New Wavelet for CWT
This example illustrates how to generate a new wavelet starting from a pattern.
The principle for designing a new wavelet for CWT is to approximate a given pattern using least squares optimization under constraints leading to an admissible wavelet well suited for the pattern detection using the continuous wavelet transform .
Load an original pattern: a pseudo sine.
load ptpssin1 who
Your variables are: IntVAL X Y caption
Y contain the pattern. Integrate the pattern over the interval [0, 1]. Plot the pattern.
dX = max(diff(X)); patternInt = dX*sum(Y); disp(['Integral of pattern = ',num2str(patternInt)]);
Integral of pattern = 0.15915
plot(X,Y) title('Original Pattern') grid on
The pattern on the interval [0, 1] integrates to 0.15915. So it is not a wavelet but it is a good candidate since it oscillates like a wavelet.

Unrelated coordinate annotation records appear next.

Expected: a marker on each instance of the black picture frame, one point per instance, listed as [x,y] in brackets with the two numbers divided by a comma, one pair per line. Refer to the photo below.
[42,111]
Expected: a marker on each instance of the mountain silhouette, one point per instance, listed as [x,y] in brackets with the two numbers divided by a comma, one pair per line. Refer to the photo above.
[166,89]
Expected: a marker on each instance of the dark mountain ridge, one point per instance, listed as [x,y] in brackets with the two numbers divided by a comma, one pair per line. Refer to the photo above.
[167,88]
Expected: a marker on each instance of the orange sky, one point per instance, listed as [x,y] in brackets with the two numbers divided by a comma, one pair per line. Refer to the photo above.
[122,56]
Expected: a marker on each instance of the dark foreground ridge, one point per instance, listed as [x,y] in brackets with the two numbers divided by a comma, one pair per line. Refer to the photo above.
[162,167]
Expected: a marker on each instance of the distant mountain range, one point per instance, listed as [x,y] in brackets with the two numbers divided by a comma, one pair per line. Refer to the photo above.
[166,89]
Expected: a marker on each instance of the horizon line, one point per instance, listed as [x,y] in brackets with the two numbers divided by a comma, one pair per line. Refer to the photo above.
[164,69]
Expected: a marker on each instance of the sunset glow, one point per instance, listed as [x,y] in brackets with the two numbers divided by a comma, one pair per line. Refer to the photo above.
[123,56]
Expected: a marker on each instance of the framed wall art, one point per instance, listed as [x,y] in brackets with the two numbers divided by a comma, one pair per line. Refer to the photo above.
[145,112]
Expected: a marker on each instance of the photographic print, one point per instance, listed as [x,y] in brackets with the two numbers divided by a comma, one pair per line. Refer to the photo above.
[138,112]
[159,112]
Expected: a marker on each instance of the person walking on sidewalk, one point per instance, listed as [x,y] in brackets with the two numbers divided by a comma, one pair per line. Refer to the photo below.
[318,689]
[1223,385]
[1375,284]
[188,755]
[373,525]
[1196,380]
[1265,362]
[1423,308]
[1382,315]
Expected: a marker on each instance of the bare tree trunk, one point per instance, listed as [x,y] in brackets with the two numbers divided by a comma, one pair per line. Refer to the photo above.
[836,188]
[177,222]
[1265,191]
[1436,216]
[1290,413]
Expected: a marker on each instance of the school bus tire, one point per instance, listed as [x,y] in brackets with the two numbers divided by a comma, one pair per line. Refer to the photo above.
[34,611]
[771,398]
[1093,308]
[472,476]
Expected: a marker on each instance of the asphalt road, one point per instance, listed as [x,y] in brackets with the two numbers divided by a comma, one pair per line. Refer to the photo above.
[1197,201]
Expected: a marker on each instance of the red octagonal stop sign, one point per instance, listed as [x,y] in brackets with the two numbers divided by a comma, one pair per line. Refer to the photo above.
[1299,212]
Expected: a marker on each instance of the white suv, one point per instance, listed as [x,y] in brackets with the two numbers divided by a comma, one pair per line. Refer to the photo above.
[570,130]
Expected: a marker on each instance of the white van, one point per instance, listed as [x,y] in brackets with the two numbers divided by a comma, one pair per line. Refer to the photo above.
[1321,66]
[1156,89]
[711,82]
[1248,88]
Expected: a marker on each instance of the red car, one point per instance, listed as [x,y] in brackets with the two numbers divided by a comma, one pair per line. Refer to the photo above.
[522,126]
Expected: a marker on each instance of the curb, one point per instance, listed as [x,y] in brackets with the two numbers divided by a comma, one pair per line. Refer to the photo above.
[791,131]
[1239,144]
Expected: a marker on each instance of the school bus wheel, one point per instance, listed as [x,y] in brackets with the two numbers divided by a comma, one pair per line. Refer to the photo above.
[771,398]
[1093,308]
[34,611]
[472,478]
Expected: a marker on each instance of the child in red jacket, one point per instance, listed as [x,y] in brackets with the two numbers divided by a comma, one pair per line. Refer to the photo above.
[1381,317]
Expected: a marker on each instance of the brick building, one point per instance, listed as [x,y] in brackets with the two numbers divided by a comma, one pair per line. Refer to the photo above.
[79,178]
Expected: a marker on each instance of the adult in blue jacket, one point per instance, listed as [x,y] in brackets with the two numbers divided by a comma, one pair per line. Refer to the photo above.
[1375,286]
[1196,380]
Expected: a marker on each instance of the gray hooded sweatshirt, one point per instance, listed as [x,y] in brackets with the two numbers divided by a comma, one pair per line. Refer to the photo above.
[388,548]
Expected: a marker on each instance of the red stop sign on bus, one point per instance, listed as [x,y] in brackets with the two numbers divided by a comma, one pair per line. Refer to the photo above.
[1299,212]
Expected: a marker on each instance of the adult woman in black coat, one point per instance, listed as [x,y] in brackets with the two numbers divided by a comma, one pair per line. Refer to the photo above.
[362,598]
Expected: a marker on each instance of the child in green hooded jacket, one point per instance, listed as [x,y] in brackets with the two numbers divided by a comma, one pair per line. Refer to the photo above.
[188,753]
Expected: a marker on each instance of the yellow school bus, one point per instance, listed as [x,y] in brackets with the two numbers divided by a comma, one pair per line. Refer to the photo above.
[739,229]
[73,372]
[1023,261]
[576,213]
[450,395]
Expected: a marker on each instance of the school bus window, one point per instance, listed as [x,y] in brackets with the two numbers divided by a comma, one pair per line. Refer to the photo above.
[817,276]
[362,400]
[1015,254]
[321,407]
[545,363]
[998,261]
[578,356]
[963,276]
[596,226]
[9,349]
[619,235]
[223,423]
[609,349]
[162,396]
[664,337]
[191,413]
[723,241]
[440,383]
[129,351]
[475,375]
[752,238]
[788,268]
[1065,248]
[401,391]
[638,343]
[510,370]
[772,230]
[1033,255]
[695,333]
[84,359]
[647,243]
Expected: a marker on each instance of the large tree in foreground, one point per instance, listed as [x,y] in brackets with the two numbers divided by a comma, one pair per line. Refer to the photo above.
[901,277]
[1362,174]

To synthesize a new wavelet adapted to the given pattern, use a least squares polynomial approximation of degree 6 with constraints of continuity at the beginning and the end of the pattern.
[psi,xval,nc] = pat2cwav(Y, 'polynomial',6, 'continuous');
The new wavelet is given by
figure plot(X,Y,'-',xval,nc*psi,'--') grid on legend('Original Pattern','Adapted Wavelet','Location','NorthWest')
psi satisfies the definition of a wavelet by confirming that it integrates to zero and has norm is equal to 1.
dxval = max(diff(xval)); newWaveletIntegral = dxval*sum(psi); disp(['Integral of new wavelet = ',num2str(newWaveletIntegral)])
Integral of new wavelet = 1.9626e-05
newWaveletSqN = dxval*sum(psi.^2); disp(['New wavelet has L2-norm = ',num2str(newWaveletSqN)])
New wavelet has L2-norm = 1
 Misiti, M., Y. Misiti, G. Oppenheim, and J.-M. Poggi. Les ondelettes et leurs applications. France: Hermes Science/Lavoisier, 2003.